Decision to only test women for chlamydia is ‘disaster’, leading sexual health organisation warns

‘Turns the clock back 20 years on our approach to sexual health,’ expert says

Maya Oppenheim
Women’s Correspondent
Thursday 24 June 2021 18:38 BST
Terrence Higgins Trust says the new changes are even worse for gay and bisexual men
Terrence Higgins Trust says the new changes are even worse for gay and bisexual men (Getty Creative)

The government’s decision to solely test women and girls and not men for chlamydia is a “disaster for women's health” and reverses two decades of progress on how to tackle sexual health, campaigners warned.

Terrence Higgins Trust, the leading HIV and sexual health charity in the UK, said the changes unveiled on Thursday were even worse for gay and bisexual men.

Screening for chlamydia - a common sexually transmitted disease - is currently offered to young men and women under 25 in community settings like GP practices and community pharmacies but new rules mean only young women under 25 in England will be screened.

Debbie Laycock, head of policy at Terrence Higgins Trust, told The Independent: “We are really concerned about this shift for women and what precedent this sets. What does this really mean for the government’s ambition around sexual health?

“One of our concerns is this might undermine men’s role and responsibility in achieving good sexual health. This will definitely increase the burden of responsibility on women.

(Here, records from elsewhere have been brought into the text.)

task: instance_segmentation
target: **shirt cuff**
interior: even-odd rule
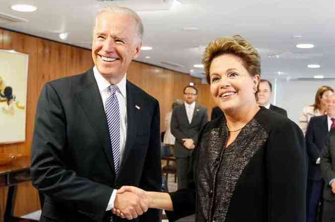
[[[329,182],[329,186],[332,186],[332,183],[333,183],[333,182],[335,181],[335,178],[334,178],[332,180],[331,180],[331,182]]]
[[[112,209],[114,208],[114,201],[115,201],[116,193],[117,192],[118,190],[116,189],[113,190],[113,193],[112,193],[112,196],[111,196],[111,198],[109,199],[109,202],[108,202],[107,208],[106,209],[106,211],[110,211]]]
[[[320,158],[320,157],[318,158],[317,159],[317,161],[316,161],[316,163],[317,164],[320,164],[320,160],[321,160],[321,159]]]

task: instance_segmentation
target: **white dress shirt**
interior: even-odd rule
[[[184,104],[185,105],[186,114],[187,115],[187,118],[189,120],[189,123],[191,124],[192,122],[192,118],[193,118],[193,114],[194,113],[194,109],[196,107],[196,102],[193,102],[190,104],[186,102],[184,102]]]
[[[266,105],[265,106],[264,106],[264,107],[265,108],[266,108],[267,109],[268,109],[270,108],[270,105],[271,105],[271,103],[268,103],[268,104],[267,104],[267,105]]]
[[[93,73],[94,78],[98,84],[99,92],[101,96],[102,103],[104,105],[104,109],[106,111],[106,102],[107,98],[109,96],[110,92],[108,90],[108,87],[111,83],[108,82],[102,75],[99,73],[98,69],[95,66],[93,67]],[[119,103],[119,107],[120,109],[120,165],[122,161],[124,151],[126,147],[126,140],[127,139],[127,90],[126,89],[126,83],[127,82],[127,74],[125,74],[123,78],[116,85],[118,86],[118,89],[116,92],[116,96],[118,98]],[[111,198],[110,199],[106,211],[109,211],[114,207],[114,201],[116,197],[116,190],[114,190]]]

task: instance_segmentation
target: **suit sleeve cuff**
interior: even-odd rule
[[[329,186],[332,186],[332,183],[333,183],[333,182],[335,181],[335,178],[334,178],[331,181],[329,182]]]
[[[116,189],[115,189],[113,192],[112,193],[112,196],[109,199],[109,202],[108,202],[108,205],[107,205],[107,208],[106,209],[106,211],[110,211],[113,208],[114,208],[114,201],[115,201],[115,198],[116,198],[116,192],[118,190]]]

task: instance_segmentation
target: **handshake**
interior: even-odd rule
[[[135,187],[124,186],[118,190],[112,212],[121,218],[132,220],[146,212],[149,201],[146,191]]]

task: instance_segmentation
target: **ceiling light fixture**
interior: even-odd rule
[[[193,67],[195,67],[196,68],[203,68],[203,65],[202,64],[196,64],[193,66]]]
[[[314,45],[312,44],[298,44],[295,47],[299,49],[311,49],[314,48]]]
[[[27,4],[15,4],[10,6],[12,10],[24,12],[32,12],[37,10],[36,6]]]
[[[322,75],[314,75],[314,78],[324,78],[324,76]]]
[[[152,47],[150,46],[142,46],[141,47],[141,50],[146,51],[146,50],[151,50],[152,49]]]
[[[318,69],[320,68],[320,65],[319,64],[309,64],[307,65],[307,67],[311,69]]]
[[[65,40],[67,38],[67,36],[68,36],[68,32],[62,32],[61,33],[59,34],[59,36],[61,39],[62,39],[63,40]]]

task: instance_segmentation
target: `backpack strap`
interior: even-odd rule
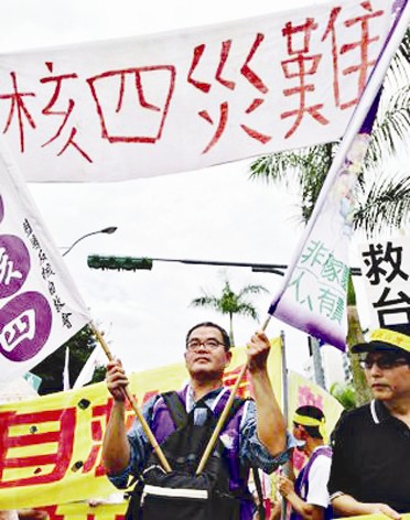
[[[175,426],[179,430],[184,427],[187,423],[187,413],[179,393],[175,390],[171,390],[169,392],[161,393],[161,397],[170,410]]]
[[[259,499],[259,503],[258,503],[259,520],[266,520],[262,485],[260,481],[260,475],[259,475],[258,468],[255,466],[252,466],[252,474],[253,474],[253,481],[257,488],[257,494],[258,494],[258,499]]]
[[[177,429],[182,429],[187,423],[187,413],[184,403],[181,401],[180,394],[175,390],[161,393],[168,409],[170,410],[172,420]],[[235,398],[228,416],[226,418],[225,424],[227,424],[234,415],[238,412],[240,407],[247,401],[247,399]],[[222,410],[215,410],[215,413],[219,415]]]

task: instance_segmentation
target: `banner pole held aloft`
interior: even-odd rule
[[[108,346],[107,342],[104,339],[102,334],[98,331],[98,328],[93,323],[90,324],[90,327],[91,327],[94,334],[96,335],[98,342],[100,343],[100,345],[102,347],[102,350],[105,351],[108,360],[112,361],[114,356],[112,356],[112,354],[109,349],[109,346]],[[130,393],[128,388],[123,389],[123,393],[125,393],[126,398],[128,399],[128,401],[130,402],[130,404],[132,407],[132,410],[134,411],[134,413],[137,415],[137,419],[140,421],[141,426],[142,426],[149,442],[151,443],[152,448],[154,449],[160,463],[162,464],[162,467],[168,473],[172,472],[172,468],[171,468],[169,462],[166,461],[166,457],[165,457],[163,451],[161,449],[161,446],[158,444],[154,434],[152,433],[148,422],[145,421],[145,418],[142,415],[140,409],[138,408],[138,403],[137,403],[134,397]]]

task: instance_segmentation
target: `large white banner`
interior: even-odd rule
[[[0,178],[0,381],[10,381],[89,317],[1,140]]]
[[[0,55],[0,129],[28,181],[120,181],[341,138],[390,0]]]
[[[410,323],[410,238],[369,241],[359,251],[370,328]]]

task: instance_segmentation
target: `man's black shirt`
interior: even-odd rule
[[[381,401],[343,413],[332,435],[328,491],[410,512],[410,429]]]

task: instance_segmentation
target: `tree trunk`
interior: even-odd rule
[[[371,392],[366,383],[365,375],[359,366],[359,355],[352,354],[350,347],[357,343],[363,343],[363,332],[360,327],[360,319],[358,316],[356,305],[347,305],[347,321],[348,321],[348,333],[347,333],[347,346],[348,357],[350,359],[353,386],[356,392],[357,405],[365,404],[371,399]]]

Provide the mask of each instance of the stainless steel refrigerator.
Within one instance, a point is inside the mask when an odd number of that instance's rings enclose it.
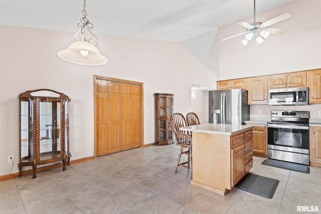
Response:
[[[219,90],[209,91],[209,95],[210,123],[244,124],[250,120],[247,91]]]

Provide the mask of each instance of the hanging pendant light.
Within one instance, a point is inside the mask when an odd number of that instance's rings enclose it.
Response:
[[[90,31],[93,25],[88,21],[86,9],[86,0],[84,0],[82,17],[78,26],[80,30],[74,37],[74,43],[67,49],[60,51],[58,56],[61,59],[71,63],[87,65],[99,65],[106,64],[108,60],[102,55],[95,46],[98,44],[97,38]],[[90,38],[86,37],[86,31]]]

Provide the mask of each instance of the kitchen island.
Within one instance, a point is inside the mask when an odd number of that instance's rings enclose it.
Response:
[[[205,123],[192,132],[191,183],[225,195],[253,166],[253,126]]]

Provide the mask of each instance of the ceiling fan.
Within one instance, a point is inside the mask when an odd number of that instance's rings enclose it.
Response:
[[[291,17],[291,14],[288,13],[285,13],[278,17],[274,18],[269,21],[262,23],[261,22],[256,22],[255,21],[255,0],[254,1],[254,22],[253,23],[250,24],[245,22],[240,22],[237,23],[238,25],[246,28],[247,31],[245,32],[241,33],[234,36],[232,36],[223,39],[222,41],[228,40],[233,37],[237,37],[238,36],[242,35],[243,34],[246,34],[245,38],[242,41],[242,43],[246,45],[247,44],[252,40],[254,37],[256,40],[256,44],[259,44],[264,42],[264,39],[266,39],[270,34],[280,34],[285,33],[286,32],[286,29],[278,29],[276,28],[267,28],[267,27],[272,25],[277,22],[280,22],[286,19]],[[254,41],[253,40],[253,44]]]

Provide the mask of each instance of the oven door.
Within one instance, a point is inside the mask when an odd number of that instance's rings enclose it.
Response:
[[[267,125],[268,146],[280,146],[309,149],[309,126],[293,123],[270,122]],[[297,150],[297,149],[294,149]]]

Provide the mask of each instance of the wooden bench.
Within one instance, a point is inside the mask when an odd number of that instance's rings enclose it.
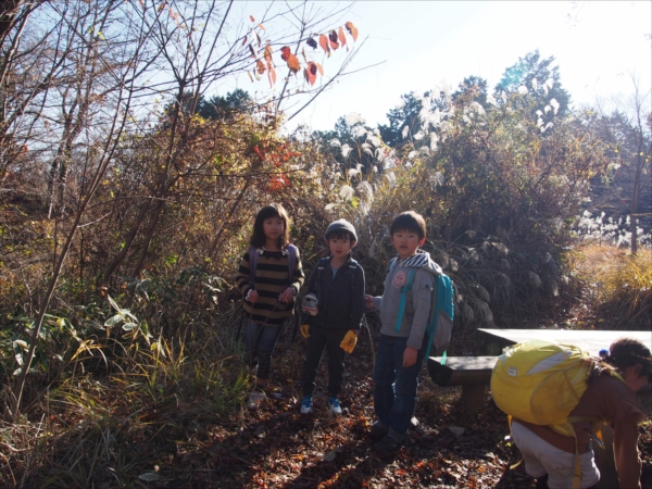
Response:
[[[430,356],[428,374],[438,386],[462,386],[462,405],[469,413],[479,414],[485,409],[485,390],[497,360],[497,356],[448,356],[441,365],[441,356]]]

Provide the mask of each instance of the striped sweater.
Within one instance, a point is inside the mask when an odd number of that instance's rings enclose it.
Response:
[[[256,252],[259,259],[253,287],[249,284],[249,250],[247,250],[240,262],[236,287],[242,292],[242,297],[247,297],[252,288],[259,293],[259,300],[255,303],[244,301],[244,312],[248,318],[267,326],[280,326],[285,319],[293,314],[294,301],[285,304],[278,301],[278,296],[290,286],[299,292],[304,280],[299,250],[297,249],[297,265],[291,283],[288,274],[287,249],[267,251],[264,248],[259,248]]]

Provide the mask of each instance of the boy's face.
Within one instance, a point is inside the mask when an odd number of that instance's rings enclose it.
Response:
[[[414,256],[416,254],[416,249],[423,243],[426,242],[426,238],[418,238],[418,234],[411,230],[398,230],[393,235],[391,235],[391,243],[394,247],[394,250],[399,252],[399,256],[401,260],[405,260],[406,258]]]
[[[355,242],[352,242],[348,236],[342,236],[340,238],[328,238],[326,244],[328,244],[330,254],[333,254],[334,258],[342,259],[349,254],[349,251],[355,246]]]
[[[285,230],[285,222],[280,217],[269,217],[263,221],[263,233],[266,238],[278,239]]]

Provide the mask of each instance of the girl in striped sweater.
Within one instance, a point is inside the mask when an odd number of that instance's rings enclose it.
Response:
[[[289,222],[280,204],[259,211],[236,278],[244,297],[246,360],[256,373],[256,390],[247,403],[250,409],[265,399],[272,353],[283,324],[294,313],[294,300],[304,280],[299,250],[289,242]]]

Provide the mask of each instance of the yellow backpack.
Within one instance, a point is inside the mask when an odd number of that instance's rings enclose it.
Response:
[[[588,352],[574,344],[528,340],[498,358],[491,393],[510,416],[574,437],[568,414],[587,390],[590,365]]]

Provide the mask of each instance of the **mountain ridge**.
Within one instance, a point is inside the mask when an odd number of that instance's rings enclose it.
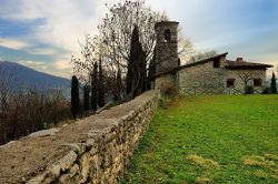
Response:
[[[11,76],[13,89],[68,89],[70,88],[70,80],[40,72],[26,65],[11,61],[0,61],[0,75]]]

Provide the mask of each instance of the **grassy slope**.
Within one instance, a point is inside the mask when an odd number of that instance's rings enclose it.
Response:
[[[278,95],[159,109],[122,183],[278,183]]]

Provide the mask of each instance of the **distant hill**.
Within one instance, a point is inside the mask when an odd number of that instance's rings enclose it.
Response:
[[[12,88],[14,90],[28,90],[30,88],[62,89],[66,95],[69,94],[70,80],[68,79],[39,72],[10,61],[0,61],[0,69],[4,71],[6,75],[12,74]]]

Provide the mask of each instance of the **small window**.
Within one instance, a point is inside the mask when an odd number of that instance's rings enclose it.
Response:
[[[171,40],[171,31],[169,29],[165,30],[163,39],[166,42],[169,42]]]
[[[254,86],[261,86],[261,79],[254,79]]]
[[[220,60],[214,60],[214,68],[220,68]]]
[[[235,86],[235,79],[227,79],[227,88],[234,88]]]

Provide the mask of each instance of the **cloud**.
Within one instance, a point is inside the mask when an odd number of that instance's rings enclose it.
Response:
[[[33,48],[28,48],[26,49],[27,52],[31,54],[40,54],[40,55],[53,55],[57,54],[58,51],[52,48],[39,48],[39,47],[33,47]]]
[[[41,62],[41,61],[38,62],[31,60],[18,61],[18,63],[34,69],[37,71],[70,79],[71,68],[69,64],[63,65],[63,62],[66,63],[66,60],[54,61],[54,62]]]
[[[31,47],[31,44],[27,41],[22,41],[14,38],[0,38],[0,45],[9,49],[14,50],[21,50],[28,47]]]

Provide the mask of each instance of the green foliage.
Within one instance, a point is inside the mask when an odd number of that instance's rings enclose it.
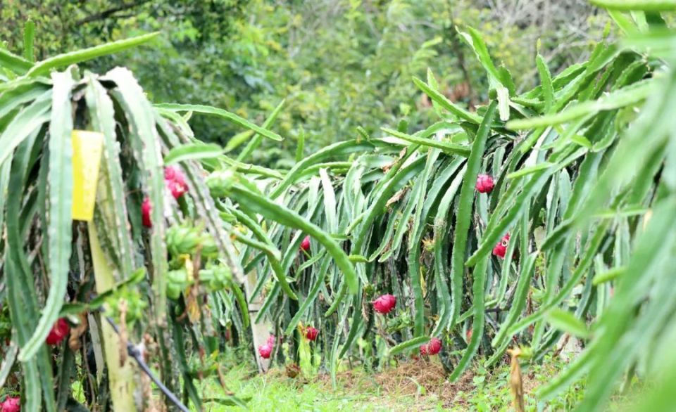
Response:
[[[672,351],[665,348],[676,313],[669,276],[676,249],[674,34],[665,32],[659,15],[651,14],[655,2],[614,3],[637,8],[631,14],[612,12],[614,20],[638,31],[630,32],[630,46],[603,39],[589,60],[553,76],[551,61],[539,51],[531,65],[542,84],[522,93],[509,71],[496,65],[490,37],[461,28],[461,39],[484,70],[478,84],[488,102],[474,108],[440,92],[431,72],[426,82],[414,76],[433,56],[430,48],[443,42],[416,43],[415,36],[396,27],[413,27],[425,1],[391,2],[382,15],[375,13],[381,20],[373,20],[360,3],[350,3],[347,27],[375,32],[377,42],[363,45],[373,48],[373,60],[342,56],[357,67],[342,72],[336,59],[340,41],[350,37],[340,30],[303,32],[310,26],[303,15],[290,14],[294,8],[272,10],[256,3],[294,36],[330,34],[308,48],[321,62],[311,79],[339,79],[331,93],[339,90],[338,101],[345,98],[354,108],[339,116],[330,105],[312,111],[325,116],[302,122],[308,134],[302,144],[311,154],[289,150],[288,159],[298,162],[289,167],[277,162],[275,169],[249,156],[256,147],[265,153],[268,144],[294,145],[283,139],[291,130],[284,123],[294,124],[299,100],[289,99],[286,112],[281,103],[263,108],[271,114],[261,127],[241,115],[247,114],[244,105],[228,111],[202,99],[153,105],[126,68],[99,77],[63,67],[120,51],[151,34],[35,63],[4,52],[0,192],[6,197],[0,215],[6,235],[0,244],[5,286],[0,291],[6,290],[1,296],[19,348],[26,407],[53,411],[63,404],[70,390],[64,380],[78,366],[73,352],[82,347],[77,344],[92,345],[100,357],[101,345],[94,341],[101,337],[91,330],[58,349],[42,343],[66,302],[70,315],[101,304],[92,297],[95,290],[99,301],[107,297],[104,309],[121,324],[119,345],[145,337],[157,342],[149,361],[168,387],[178,392],[182,384],[183,399],[197,409],[208,401],[195,380],[218,369],[219,337],[226,331],[248,342],[247,307],[258,298],[263,303],[254,321],[269,319],[287,349],[298,348],[293,335],[298,324],[321,331],[313,349],[322,354],[313,361],[323,360],[334,382],[348,359],[382,367],[388,354],[410,353],[432,335],[442,339],[440,360],[451,380],[480,359],[477,354],[489,356],[485,363],[491,366],[512,345],[527,347],[537,362],[561,343],[562,330],[579,335],[584,350],[539,390],[542,402],[567,392],[587,373],[582,411],[606,405],[623,377],[661,373],[672,379],[663,364],[673,363]],[[305,7],[325,19],[334,13],[323,4]],[[251,35],[253,27],[238,32]],[[27,25],[25,50],[31,30]],[[269,39],[265,34],[261,39]],[[362,32],[355,38],[360,36],[366,37]],[[213,39],[194,41],[206,46]],[[330,41],[336,42],[336,53],[320,53],[318,48]],[[292,53],[303,40],[285,41],[286,53]],[[651,47],[653,42],[660,47]],[[402,60],[402,49],[413,55]],[[260,56],[254,54],[246,67],[255,65]],[[266,57],[275,61],[271,56]],[[293,66],[296,60],[284,61]],[[365,68],[368,86],[361,89],[351,76]],[[32,75],[50,70],[51,79]],[[310,84],[315,94],[322,91],[323,84]],[[265,96],[279,96],[276,89],[261,87],[251,97],[261,107]],[[431,108],[412,111],[407,99],[415,87],[431,99]],[[376,98],[389,108],[370,105]],[[392,103],[389,99],[401,104],[384,104]],[[200,144],[200,124],[189,123],[193,112],[248,129],[238,130],[239,141],[251,139],[242,158]],[[344,126],[356,129],[372,115],[386,124],[384,134],[365,123],[356,139],[321,144],[337,139],[331,133],[344,131]],[[268,129],[277,116],[279,134]],[[72,224],[70,216],[70,136],[77,128],[100,131],[106,142],[88,231]],[[313,137],[320,131],[328,134],[327,140]],[[189,188],[177,199],[165,186],[167,157],[180,165]],[[475,188],[479,174],[492,175],[489,193]],[[151,208],[142,212],[144,200]],[[142,221],[147,219],[151,228],[145,229]],[[306,236],[311,246],[301,252]],[[87,276],[92,262],[96,284]],[[103,272],[111,278],[102,288],[98,275]],[[247,285],[245,297],[240,285],[252,272],[256,284],[253,290]],[[384,293],[396,296],[397,306],[376,314],[371,301]],[[106,308],[115,302],[118,307]],[[94,321],[101,330],[100,319]],[[106,356],[111,356],[117,338],[111,341],[105,328],[103,335]],[[301,356],[306,370],[307,349]],[[50,351],[61,366],[56,396]],[[373,359],[374,353],[382,356]],[[85,358],[82,353],[83,382]],[[121,375],[117,363],[108,360],[106,366],[111,382]],[[105,389],[96,388],[89,403],[105,404]],[[120,394],[114,384],[111,390],[113,407],[118,397],[132,401],[129,391]],[[664,396],[659,388],[656,393]],[[241,403],[230,394],[222,400]]]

This gives the message that chlamydia is a woman’s issue when really it should be the responsibility of everyone who is sexually active.

“Today's decision to only test women and girls for chlamydia is a disaster for women's health, even worse for gay and bisexual men, and turns the clock back 20 years on our approach to sexual health.”

She said the move would “result in the removal of responsibility for men” - adding that it “wrongly” compounds the notion women are “solely responsible for sexual and reproductive health”.

Ms Laycock noted the national chlamydia screening programme has long provided an opportunity to talk to young men about chlamydia and broader sexual health as well as “normalising” testing in young men.

The move will have far-reaching repercussions on gay and bisexual men who will now get fewer opportunities to be checked for chlamydia, she said.

“Despite a 61 per cent increase in chlamydia diagnoses in this group between 2014 and 2018,” Ms Laycock added. “Gay and bisexual men are already disproportionately burdened by sexually transmitted infections and this move will do nothing to improve that situation.”

She warned the government’s decision to focus on cutting the “harms of untreated chlamydia” is overall a “big step backwards” and will damage the sexual health of all young people living in the UK.

Ms Laycock called for the overhaul to be reversed as she also criticised the government for continuing to “severely underfund vital local council sexual health services”.

A report by the Terrence Higgins Trust and British Association for Sexual Health & HIV (BASHH) released in February last year drew attention to the “unacceptably high” STI rates with a diagnosis every 70 seconds on average. In 2018, there were 447,694 new diagnoses of STIs, which is an increase of 5 per cent from the year before.

While the government have not mentioned the issue of trying to save money in any of the documents about the new screening practices, campaigners speculated whether the changes could be an attempt to save money by reducing the number of people being tested.

The new rules stipulate that young men will still be offered a chlamydia test if they display symptoms, if their partner has contracted chlamydia or as an element of provision from specialist sexual health services.

Kate Folkard, deputy director for the National Infection Service at Public Health England, said: “The expert review group has highlighted the need for the National Chlamydia Screening Programme to focus its efforts on reducing harm by improving asymptomatic screening of young women as they are most at risk from ill health and further complications due to untreated chlamydia, particularly to their reproductive health.

“The new strategy will maximise the programme’s health benefits, helping reduce complications such as ectopic pregnancy, pelvic inflammatory disease and infertility.

“Specialist sexual health services will remain unchanged. Everyone can still get tested if needed and if you have had sex without a condom with new or casual partners you should have an STI check-up annually. Many clinics offer STI tests via their website, which are sent in the post to be taken at home.”